Streams ActiveRecord query results instead of loading the entire result set into memory.
MIT License
Suppose you have this code:
User.find(:all).each do |user|
do_something_with(user)
end
If you have 1 million users then ActiveRecord will slurp all 1 million rows into memory. Ouch. Even low-level methods like ActiveRecord::Base.connection.select_values
suffer from this problem.
The streaming_find
plugin provides an interface allowing you to stream over the result set one-by-one, without loading everything into memory. Pass a block to a find function and it will call the block for each result.
User.find(:all) do |user|
do_something_with(user)
end
User.find_by_sql(...) do |row|
do_something_with(row)
end
It also changes the behavior of the #each
method on associations.
# Instead of slurping all 5000 friends into memory,
# streaming_find will ensure only one is retrieved at a time.

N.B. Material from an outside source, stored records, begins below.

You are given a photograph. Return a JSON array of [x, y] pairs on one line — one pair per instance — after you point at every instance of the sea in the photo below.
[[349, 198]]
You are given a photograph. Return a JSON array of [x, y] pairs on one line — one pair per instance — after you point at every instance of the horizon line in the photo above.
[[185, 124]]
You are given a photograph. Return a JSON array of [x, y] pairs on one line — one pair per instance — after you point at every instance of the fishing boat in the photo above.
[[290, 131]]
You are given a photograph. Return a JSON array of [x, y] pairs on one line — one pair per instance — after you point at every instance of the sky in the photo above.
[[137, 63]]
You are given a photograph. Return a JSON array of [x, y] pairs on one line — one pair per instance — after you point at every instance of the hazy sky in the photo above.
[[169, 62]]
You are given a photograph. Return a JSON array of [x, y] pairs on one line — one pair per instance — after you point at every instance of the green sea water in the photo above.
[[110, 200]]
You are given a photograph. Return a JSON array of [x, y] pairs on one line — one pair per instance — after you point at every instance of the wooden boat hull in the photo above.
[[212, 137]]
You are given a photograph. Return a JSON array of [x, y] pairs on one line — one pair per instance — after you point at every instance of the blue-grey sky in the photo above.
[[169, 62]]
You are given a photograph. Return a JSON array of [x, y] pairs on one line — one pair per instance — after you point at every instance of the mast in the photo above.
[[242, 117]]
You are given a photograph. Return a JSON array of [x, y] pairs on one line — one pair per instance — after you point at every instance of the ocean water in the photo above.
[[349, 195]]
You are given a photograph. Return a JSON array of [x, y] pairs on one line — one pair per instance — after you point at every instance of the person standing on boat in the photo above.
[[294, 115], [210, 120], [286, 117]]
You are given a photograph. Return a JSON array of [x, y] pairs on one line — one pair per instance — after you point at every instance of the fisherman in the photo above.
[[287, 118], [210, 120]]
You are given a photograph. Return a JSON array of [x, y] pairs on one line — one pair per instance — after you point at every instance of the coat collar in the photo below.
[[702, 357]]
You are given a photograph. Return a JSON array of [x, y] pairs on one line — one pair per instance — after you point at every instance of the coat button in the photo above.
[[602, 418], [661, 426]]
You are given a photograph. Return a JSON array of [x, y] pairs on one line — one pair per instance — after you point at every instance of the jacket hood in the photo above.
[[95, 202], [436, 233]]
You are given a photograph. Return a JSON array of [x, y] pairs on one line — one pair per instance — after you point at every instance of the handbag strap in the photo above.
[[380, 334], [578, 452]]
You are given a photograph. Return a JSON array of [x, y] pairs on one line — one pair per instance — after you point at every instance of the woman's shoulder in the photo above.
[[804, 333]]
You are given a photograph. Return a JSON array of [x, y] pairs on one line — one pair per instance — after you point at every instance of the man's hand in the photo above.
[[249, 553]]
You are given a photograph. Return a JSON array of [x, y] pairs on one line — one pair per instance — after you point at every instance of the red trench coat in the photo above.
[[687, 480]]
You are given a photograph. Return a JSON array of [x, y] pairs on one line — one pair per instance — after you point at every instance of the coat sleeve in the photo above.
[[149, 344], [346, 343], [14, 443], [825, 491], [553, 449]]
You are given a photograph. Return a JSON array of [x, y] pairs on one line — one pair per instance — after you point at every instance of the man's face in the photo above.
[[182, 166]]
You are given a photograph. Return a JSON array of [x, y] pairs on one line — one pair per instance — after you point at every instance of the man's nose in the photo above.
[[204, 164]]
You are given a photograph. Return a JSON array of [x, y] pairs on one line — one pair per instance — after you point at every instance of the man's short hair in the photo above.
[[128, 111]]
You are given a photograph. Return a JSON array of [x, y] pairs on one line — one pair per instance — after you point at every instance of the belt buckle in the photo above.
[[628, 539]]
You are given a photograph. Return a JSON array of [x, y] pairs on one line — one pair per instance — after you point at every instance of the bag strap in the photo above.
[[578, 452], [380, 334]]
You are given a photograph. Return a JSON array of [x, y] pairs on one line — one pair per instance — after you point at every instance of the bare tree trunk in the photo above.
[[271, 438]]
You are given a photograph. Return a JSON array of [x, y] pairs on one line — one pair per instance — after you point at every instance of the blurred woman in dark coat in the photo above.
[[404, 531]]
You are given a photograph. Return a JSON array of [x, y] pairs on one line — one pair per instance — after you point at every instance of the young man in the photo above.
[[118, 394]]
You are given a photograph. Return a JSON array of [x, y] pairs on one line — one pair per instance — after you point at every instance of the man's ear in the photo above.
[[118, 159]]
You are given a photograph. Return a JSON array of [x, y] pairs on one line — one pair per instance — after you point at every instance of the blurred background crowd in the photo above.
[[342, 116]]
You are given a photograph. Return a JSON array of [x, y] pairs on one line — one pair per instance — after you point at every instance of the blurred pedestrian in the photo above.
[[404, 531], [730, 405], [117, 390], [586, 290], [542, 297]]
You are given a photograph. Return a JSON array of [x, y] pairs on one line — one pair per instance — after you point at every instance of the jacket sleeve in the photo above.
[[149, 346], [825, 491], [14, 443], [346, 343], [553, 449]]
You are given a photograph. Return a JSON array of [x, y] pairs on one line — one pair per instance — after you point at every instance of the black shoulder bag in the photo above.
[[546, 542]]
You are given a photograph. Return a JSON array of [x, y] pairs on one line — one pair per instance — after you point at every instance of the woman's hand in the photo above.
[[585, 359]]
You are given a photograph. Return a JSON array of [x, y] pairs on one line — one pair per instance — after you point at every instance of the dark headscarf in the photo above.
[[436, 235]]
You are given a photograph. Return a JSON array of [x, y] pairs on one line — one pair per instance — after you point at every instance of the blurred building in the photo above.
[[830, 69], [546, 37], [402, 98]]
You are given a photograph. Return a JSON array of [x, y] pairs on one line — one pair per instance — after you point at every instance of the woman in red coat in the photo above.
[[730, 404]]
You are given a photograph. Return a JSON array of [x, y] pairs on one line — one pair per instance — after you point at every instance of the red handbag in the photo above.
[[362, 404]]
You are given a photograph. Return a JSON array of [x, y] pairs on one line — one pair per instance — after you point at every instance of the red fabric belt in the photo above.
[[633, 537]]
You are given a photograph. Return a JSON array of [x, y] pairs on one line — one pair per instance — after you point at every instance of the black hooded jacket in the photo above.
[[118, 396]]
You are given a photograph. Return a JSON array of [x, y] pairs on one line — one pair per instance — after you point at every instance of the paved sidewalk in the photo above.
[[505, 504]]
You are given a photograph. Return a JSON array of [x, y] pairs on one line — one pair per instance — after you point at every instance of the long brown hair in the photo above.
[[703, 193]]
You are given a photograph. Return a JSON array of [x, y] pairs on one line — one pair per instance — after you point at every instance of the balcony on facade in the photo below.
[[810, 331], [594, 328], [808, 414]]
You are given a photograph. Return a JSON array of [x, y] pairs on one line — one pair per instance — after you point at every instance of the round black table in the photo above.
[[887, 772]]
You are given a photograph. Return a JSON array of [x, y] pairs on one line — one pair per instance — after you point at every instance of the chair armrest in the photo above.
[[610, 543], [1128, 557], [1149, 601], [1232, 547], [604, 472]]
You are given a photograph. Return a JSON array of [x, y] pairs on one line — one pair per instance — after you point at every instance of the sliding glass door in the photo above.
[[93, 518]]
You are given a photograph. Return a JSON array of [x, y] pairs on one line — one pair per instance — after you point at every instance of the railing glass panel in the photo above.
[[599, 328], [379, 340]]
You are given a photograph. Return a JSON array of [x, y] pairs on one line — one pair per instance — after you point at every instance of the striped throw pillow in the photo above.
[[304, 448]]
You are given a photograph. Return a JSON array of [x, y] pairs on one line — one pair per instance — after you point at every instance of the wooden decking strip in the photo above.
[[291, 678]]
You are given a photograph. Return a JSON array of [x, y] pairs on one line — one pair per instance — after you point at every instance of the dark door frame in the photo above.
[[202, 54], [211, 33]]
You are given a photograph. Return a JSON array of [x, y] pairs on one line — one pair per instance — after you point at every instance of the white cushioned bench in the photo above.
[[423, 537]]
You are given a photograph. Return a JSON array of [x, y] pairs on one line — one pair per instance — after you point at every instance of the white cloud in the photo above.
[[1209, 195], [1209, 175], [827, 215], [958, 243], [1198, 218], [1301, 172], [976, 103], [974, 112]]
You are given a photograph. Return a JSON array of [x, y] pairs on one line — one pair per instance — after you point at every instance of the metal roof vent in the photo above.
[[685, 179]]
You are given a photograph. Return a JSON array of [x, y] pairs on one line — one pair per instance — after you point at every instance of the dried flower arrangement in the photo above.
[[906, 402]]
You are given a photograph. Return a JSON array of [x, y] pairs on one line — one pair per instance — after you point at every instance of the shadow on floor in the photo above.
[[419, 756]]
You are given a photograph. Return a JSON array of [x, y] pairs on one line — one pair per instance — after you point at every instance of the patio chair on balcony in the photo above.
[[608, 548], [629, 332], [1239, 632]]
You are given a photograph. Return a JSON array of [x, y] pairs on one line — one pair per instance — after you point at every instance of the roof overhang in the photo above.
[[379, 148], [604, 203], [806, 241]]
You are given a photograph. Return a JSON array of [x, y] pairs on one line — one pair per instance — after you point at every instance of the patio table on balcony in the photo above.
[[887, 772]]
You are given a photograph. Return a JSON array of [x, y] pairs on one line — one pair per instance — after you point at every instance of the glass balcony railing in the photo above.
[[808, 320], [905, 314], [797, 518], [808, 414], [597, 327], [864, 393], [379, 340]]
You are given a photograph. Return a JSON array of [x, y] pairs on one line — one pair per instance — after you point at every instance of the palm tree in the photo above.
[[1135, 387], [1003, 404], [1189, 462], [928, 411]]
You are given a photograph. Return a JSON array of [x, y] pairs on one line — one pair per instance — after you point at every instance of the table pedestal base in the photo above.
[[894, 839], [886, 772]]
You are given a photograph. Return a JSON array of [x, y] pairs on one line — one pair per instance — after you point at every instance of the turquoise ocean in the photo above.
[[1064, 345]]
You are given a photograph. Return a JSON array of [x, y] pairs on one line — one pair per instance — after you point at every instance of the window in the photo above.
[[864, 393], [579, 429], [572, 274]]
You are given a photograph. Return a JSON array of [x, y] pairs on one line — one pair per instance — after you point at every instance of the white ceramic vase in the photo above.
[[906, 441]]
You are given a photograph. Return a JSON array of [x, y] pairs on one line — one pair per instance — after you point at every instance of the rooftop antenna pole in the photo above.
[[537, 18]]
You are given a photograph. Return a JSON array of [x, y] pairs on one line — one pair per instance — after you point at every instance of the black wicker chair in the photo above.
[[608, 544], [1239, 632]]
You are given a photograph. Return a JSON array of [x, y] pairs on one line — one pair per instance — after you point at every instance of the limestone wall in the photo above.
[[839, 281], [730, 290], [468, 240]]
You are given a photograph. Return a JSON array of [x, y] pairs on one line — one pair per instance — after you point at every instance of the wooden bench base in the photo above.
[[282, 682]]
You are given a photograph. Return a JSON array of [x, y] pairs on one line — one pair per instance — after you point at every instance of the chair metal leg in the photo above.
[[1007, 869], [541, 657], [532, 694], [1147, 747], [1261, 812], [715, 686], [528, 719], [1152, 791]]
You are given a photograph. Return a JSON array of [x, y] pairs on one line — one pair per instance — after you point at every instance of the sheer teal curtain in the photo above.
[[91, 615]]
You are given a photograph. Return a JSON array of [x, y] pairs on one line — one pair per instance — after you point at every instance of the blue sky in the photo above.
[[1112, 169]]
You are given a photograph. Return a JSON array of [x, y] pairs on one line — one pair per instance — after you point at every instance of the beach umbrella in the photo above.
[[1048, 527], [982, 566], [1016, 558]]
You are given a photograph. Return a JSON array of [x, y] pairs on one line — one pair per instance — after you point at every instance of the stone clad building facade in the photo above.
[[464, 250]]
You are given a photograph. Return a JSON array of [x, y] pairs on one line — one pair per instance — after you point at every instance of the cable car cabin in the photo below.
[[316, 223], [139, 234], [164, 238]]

user.friends.each do |friend|
do_something_with(friend)
end
It also modifies ActiveRecord::Base.connection.select_all
. If you pass it a block then #select_all
will call it the block for every result.
ActiveRecord::Base.connection.select_all("select * from users") do |row|
do_something_with(row)
end
find_in_batches
is pretty bad for performance. It runs the same query multiple times, each time with a different OFFSET and LIMIT. For every batch the database needs to skip over OFFSET items. find_in_batches
essentially implements a Schlemiel the Painter's algorithm.
streaming_find
doesn't do that. It executes the query once and loads the results one by one. For every row it calls the block, then discards it and moves on to the next. But see the notes below.
Only MySQL and SQLite are supported at this time. Please contribute to have more adapters supported.
Note however that even though streaming_find
does its best to load results one-by-one, the Ruby MySQL driver still loads the entire result set into memory. However this amount of memory is fairly small compared to what ActiveRecord would otherwise use, so it's still a win. We've tested this in production with queries that return tens of thousands of rows, and the system could handle it fine.